A collection of data from traditional sources such as structured data from many data bases, files, and documents and social media sources such as unstructured data from Twitter, Facebook, Web pages, Blogs and forums inside and outside an organization that a company can analyze to make better decisions and gain competitive advantage.
Big data is being generated by everything around us at all times. Every digital process and social media exchange produces it. Systems, sensors and mobile devices transmit it. Big data is arriving from multiple sources at an alarming velocity, volume and variety. To extract meaningful value from big data, you need optimal processing power, analytics capabilities and skills.
Big data is changing the way people within organizations work together. It is creating a culture in which business and IT leaders must join forces to realize value from all data. Insights from big data can enable all employees to make better decisions—deepening customer engagement, optimizing operations, preventing threats and fraud, and capitalizing on new sources of revenue. But escalating demand for insights requires a fundamentally new approach to architecture, tools and practices.
Big data is a segment of IT such as security, Mobile, Database, programming etc. Big data is not a single tool but represents a collection of tools. Big data has gone mainstream, say the experts, as a society we have been adding 200 TB data a day from traditional transaction data and also from unstructured data from millions of websites. For example Amazon is selling products from its database ( Structured ) but would like to know what people are talking about it in social media. There is a need to combine Amazon product and customer data base with unstructured data from the web. Hadoop is one of the tools used to analyze unstructured data
The process of examining large amounts of data of a variety of types to uncover hidden patterns, unknown correlations and other useful information.
Business analytics comes in four main flavors:
Descriptive analysis: Analyzes past events for insight
Predictive analysis: Provides a probability of what might happen in the future.
Prescriptive analysis: Foresees what will happen and when it will happen, but also why it will happen an provides recommendations how to act upon it in order to take advantage of the predictions.
Cognitive analysis: use natural language processing and machine learning to make complex decisions using extraordinary volumes of fast-moving big data.
Economic benefits of Hadoop will make adoption essential, not optional, for enterprises as they move into 2015. Hadoop is and open-source technology used to organize and analyze vast amounts of structured and unstructured data, such as posts to social media sites, digital pictures and videos, online transaction records, and cell phone location data.
And putting dollars aside, big data analytics are quickly becoming part of everyone’s job, says Tom Davenport, a Distinguished Professor of Information Technology and Management at Babson College and author of Big Data at Work. He asserts that we are entering the Analytics 3.0 era, in which insights can be delivered anytime you need them via any device.
Big Data is not merely the accumulation of vast amounts of information, but a collection of interconnected and interrelated data points that, when analyzed carefully, helps business leaders make decisions that lead to increased profitability and job creation, assists doctors and scientists in understanding critical factors about health care, helps policymakers better protect the public from potential terror attacks, and much more. To be clear, advanced analytics techniques go beyond merely describing the data that is available. If you want to make better decisions you decide what important data you need to know, collect it in ways that operations researchers can analyze, and think: What assumptions must I make before I proceed?
Big Data use case studies:
Your health insurance provider can use analytics to help give you better diagnosis and treatment options, and try to predict health issues before they happen, by quickly capturing and making sense of complex patient and medical data.
Data is emerging as the world’s newest resource for competitive advantage.
Decision making is moving from the elite few to the empowered many.
Value of data
As the value of data continues to grow, current systems won’t keep pace.
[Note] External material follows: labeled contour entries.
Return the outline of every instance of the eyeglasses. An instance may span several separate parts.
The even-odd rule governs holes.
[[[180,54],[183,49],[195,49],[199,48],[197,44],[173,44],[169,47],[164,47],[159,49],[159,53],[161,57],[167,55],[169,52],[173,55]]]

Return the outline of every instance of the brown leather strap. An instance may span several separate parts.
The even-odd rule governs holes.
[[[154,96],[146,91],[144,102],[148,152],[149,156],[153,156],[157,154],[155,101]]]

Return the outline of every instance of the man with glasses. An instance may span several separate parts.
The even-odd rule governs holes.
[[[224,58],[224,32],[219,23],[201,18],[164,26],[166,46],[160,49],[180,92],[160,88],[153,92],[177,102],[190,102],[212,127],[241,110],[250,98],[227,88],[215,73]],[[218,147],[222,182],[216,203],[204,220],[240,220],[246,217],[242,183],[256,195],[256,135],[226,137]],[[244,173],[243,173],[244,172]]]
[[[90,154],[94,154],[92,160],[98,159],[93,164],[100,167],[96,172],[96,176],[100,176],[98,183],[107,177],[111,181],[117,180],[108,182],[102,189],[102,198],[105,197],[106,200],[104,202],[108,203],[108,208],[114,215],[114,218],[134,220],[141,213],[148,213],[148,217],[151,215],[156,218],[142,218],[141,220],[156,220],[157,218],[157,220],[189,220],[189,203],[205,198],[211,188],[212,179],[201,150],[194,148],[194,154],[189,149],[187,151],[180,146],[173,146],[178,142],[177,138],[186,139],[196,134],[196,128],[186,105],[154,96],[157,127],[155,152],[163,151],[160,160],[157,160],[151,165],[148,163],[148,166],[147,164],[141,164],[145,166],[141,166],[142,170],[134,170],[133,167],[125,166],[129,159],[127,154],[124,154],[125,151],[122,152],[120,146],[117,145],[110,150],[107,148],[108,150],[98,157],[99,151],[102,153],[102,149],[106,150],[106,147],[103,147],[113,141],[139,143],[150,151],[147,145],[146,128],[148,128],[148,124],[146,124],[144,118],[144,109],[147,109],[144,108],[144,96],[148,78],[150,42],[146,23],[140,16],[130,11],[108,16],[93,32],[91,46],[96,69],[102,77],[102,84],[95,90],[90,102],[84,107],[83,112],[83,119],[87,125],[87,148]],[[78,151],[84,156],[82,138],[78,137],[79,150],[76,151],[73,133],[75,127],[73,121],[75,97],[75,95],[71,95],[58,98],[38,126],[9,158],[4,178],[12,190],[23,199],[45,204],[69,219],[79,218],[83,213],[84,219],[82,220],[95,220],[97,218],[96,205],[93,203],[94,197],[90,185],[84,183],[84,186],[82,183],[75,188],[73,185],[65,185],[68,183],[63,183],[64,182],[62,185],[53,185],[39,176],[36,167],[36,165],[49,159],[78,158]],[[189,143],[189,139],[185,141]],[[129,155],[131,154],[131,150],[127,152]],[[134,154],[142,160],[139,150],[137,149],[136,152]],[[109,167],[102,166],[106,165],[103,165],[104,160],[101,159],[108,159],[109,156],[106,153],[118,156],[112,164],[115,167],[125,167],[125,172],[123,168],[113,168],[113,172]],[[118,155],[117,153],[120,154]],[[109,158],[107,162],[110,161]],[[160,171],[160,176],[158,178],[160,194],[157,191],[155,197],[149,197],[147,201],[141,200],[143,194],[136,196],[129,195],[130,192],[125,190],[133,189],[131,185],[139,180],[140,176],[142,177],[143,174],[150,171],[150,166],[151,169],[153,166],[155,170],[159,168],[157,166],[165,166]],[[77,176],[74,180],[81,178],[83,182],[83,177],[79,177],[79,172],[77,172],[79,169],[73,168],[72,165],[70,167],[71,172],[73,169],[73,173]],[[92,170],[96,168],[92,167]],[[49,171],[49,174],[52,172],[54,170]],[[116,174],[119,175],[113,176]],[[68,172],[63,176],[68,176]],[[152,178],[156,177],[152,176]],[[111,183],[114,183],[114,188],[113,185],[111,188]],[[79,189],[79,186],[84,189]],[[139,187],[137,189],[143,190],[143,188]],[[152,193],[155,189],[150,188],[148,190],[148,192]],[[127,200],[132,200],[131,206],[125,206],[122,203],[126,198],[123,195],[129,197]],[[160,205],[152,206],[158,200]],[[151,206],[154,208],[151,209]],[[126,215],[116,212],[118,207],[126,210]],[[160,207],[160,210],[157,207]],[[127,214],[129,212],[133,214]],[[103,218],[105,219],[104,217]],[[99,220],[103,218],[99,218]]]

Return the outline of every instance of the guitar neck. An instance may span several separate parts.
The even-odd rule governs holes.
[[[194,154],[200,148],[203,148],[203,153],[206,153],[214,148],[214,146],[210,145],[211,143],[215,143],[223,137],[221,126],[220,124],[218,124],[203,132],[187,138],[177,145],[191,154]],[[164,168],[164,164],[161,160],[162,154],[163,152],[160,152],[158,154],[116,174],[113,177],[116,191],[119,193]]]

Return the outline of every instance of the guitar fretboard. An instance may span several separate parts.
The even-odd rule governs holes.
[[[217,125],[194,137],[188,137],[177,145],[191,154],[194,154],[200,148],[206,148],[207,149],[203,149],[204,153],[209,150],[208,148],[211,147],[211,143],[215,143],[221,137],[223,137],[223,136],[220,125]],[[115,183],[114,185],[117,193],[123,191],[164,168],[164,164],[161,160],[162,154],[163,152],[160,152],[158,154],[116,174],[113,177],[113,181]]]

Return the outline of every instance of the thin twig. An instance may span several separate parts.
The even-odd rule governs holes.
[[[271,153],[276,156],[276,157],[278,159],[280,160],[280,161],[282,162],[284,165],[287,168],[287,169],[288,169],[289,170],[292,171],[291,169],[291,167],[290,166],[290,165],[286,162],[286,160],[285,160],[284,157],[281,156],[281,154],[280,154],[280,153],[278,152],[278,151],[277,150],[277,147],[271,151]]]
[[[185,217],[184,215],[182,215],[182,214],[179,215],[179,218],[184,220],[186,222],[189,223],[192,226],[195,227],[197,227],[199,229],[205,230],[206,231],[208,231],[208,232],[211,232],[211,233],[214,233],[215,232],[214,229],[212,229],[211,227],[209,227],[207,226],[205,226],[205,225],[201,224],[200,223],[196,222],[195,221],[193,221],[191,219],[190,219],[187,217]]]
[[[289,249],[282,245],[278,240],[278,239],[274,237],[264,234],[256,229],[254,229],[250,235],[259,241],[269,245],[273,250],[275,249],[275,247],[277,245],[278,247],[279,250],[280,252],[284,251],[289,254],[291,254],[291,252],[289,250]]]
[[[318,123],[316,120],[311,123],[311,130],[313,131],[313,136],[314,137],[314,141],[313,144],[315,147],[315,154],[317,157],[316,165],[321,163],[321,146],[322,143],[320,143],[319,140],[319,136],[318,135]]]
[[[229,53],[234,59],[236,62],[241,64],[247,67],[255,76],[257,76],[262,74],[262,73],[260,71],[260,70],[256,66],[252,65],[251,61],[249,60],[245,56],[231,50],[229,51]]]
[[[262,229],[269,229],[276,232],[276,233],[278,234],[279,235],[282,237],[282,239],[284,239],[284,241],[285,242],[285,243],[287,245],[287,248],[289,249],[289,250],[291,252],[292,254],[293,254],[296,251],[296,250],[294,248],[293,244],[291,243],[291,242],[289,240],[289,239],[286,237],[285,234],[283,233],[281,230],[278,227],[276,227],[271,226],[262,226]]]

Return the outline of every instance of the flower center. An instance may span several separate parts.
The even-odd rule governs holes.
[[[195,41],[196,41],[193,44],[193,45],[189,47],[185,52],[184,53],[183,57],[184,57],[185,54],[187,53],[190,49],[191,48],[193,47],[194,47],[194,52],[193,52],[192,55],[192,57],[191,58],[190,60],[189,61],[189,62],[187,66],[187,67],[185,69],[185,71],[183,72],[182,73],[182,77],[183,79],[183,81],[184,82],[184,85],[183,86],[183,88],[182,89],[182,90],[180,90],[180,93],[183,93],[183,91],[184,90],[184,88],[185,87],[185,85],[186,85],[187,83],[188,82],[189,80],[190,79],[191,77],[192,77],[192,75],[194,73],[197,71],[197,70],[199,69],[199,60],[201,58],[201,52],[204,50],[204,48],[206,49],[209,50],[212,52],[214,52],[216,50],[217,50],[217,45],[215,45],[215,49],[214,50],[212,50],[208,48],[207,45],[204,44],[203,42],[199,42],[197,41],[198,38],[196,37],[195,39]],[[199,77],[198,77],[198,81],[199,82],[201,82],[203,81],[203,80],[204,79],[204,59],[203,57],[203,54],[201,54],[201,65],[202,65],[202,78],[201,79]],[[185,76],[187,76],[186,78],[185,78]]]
New skills are needed to fully harness the power of big data. Though courses are being offered to prepare a new generation of big data experts, it will take some time to get them into the workforce. Meanwhile, leading organizations are developing new roles, focusing on key challenges and creating new business models to gain the most from big data.
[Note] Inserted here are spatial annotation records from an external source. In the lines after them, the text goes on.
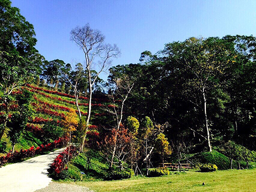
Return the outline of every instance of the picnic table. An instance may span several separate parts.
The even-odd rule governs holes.
[[[190,170],[192,167],[190,166],[189,163],[159,163],[159,167],[169,167],[172,168],[173,170],[175,169],[178,170],[180,169],[188,169]]]

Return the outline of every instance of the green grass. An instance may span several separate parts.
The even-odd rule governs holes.
[[[79,182],[95,191],[255,191],[256,169],[211,173],[194,171],[155,178]],[[203,185],[203,182],[205,185]]]

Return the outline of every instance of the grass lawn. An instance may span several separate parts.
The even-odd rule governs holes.
[[[191,171],[160,177],[135,177],[120,181],[77,184],[95,191],[256,191],[256,169],[213,173]]]

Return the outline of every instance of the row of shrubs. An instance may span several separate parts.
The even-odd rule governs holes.
[[[231,167],[230,159],[225,155],[216,151],[212,150],[211,153],[200,153],[191,157],[190,159],[195,164],[215,164],[220,170],[228,170]],[[241,169],[246,169],[246,162],[243,161],[232,161],[232,168],[239,169],[239,164]],[[249,168],[255,167],[256,163],[249,162]]]
[[[0,167],[6,163],[15,163],[22,161],[28,157],[32,157],[37,155],[42,154],[54,149],[62,147],[67,143],[67,139],[59,138],[54,142],[47,145],[41,145],[35,148],[34,146],[29,149],[21,149],[19,151],[15,151],[13,153],[10,152],[6,156],[0,157]]]
[[[217,171],[218,167],[215,164],[202,164],[199,169],[202,172],[210,172]]]

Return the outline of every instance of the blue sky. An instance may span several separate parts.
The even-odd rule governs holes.
[[[11,1],[34,25],[39,52],[73,64],[83,62],[83,55],[70,32],[88,22],[121,50],[114,66],[137,63],[145,50],[154,54],[192,36],[256,35],[255,0]]]

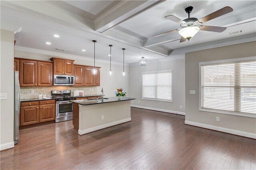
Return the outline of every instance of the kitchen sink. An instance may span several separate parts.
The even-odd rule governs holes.
[[[108,99],[108,98],[103,98],[103,100],[105,100],[106,99]],[[88,99],[87,100],[101,100],[101,98],[98,98],[98,99]]]

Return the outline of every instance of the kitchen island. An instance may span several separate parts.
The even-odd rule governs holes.
[[[136,99],[116,97],[104,100],[76,100],[73,102],[73,125],[80,135],[129,122],[131,102]]]

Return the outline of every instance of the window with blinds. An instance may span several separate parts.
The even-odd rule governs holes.
[[[142,73],[142,99],[172,101],[172,70]]]
[[[201,109],[255,117],[256,61],[221,61],[201,65]]]

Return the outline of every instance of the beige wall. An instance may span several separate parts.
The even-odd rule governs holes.
[[[1,150],[13,147],[14,73],[13,32],[1,29],[0,93],[7,93],[7,99],[0,100]]]
[[[50,61],[49,59],[50,58],[54,57],[52,55],[18,50],[15,50],[14,55],[16,57],[48,61]],[[64,57],[62,58],[64,58]],[[93,61],[92,61],[74,59],[72,58],[72,56],[71,57],[68,57],[67,58],[74,60],[74,63],[76,64],[86,65],[93,65],[94,64]],[[92,93],[93,94],[100,94],[101,88],[103,87],[104,95],[106,97],[113,97],[115,96],[114,92],[114,89],[118,87],[122,87],[129,95],[129,74],[126,74],[126,76],[125,77],[122,76],[123,66],[122,65],[111,64],[111,69],[113,71],[113,74],[111,76],[110,76],[108,74],[110,69],[110,64],[108,62],[106,63],[96,62],[95,65],[101,67],[100,68],[100,86],[97,87],[96,91],[94,91],[94,92],[88,91],[88,89],[85,88],[84,90],[85,91],[85,95],[91,94]],[[124,69],[126,71],[128,70],[128,66],[125,66],[124,67]],[[55,86],[49,88],[45,87],[45,89],[48,89],[48,90],[46,90],[50,92],[50,90],[52,90],[52,89],[53,88],[54,88],[54,87]],[[63,87],[63,89],[67,89],[67,86],[56,87],[56,89],[60,89],[62,87]],[[70,88],[71,89],[73,89],[73,88]],[[80,89],[80,88],[77,87],[75,88],[75,89]],[[29,93],[29,90],[28,90],[27,93]],[[30,95],[28,94],[28,95],[29,96]]]
[[[132,101],[132,105],[164,109],[163,111],[172,111],[170,113],[185,112],[184,59],[148,62],[145,67],[140,66],[138,63],[135,65],[130,65],[129,69],[130,96],[137,98],[136,100]],[[173,71],[173,102],[142,100],[142,72],[170,69]],[[180,105],[182,109],[180,108]]]
[[[253,42],[186,54],[186,121],[256,133],[256,119],[199,111],[198,95],[200,62],[255,56],[256,47]],[[196,94],[190,95],[190,90],[196,90]],[[216,117],[220,117],[220,122]]]

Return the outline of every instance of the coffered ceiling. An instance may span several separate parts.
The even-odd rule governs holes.
[[[188,18],[184,9],[192,6],[190,17],[202,18],[225,6],[234,11],[204,25],[227,27],[219,33],[200,31],[180,43],[178,32],[152,36],[180,28],[164,18],[173,15]],[[186,52],[256,40],[255,1],[65,0],[1,1],[1,28],[22,27],[15,34],[17,49],[35,49],[108,60],[108,45],[113,45],[112,59],[138,62],[174,58]],[[242,33],[230,32],[242,30]],[[54,38],[57,34],[59,38]],[[45,42],[51,42],[51,45]],[[65,49],[56,51],[56,48]],[[86,51],[82,51],[85,49]]]

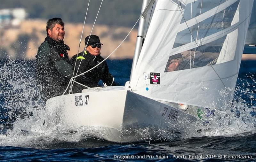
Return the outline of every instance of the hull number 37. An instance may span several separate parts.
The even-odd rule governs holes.
[[[75,97],[75,106],[80,106],[84,105],[87,105],[89,104],[89,95],[85,95],[84,98],[83,95],[76,96]]]

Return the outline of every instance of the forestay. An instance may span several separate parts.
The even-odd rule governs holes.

The demand for data and analytics resources will reach 4.4 million jobs globally, but only one-third of those jobs will be filled. The emerging role of data scientist is meant to fill that skills gap.
While big data can provide significant value, it also presents significant risk. Organizations must be proactive about privacy, security and governance to ensure all data and insights are protected and secure.
From data-driven marketing and ad targeting to the connected car, big data is fueling product innovation and new revenue opportunities for many organizations.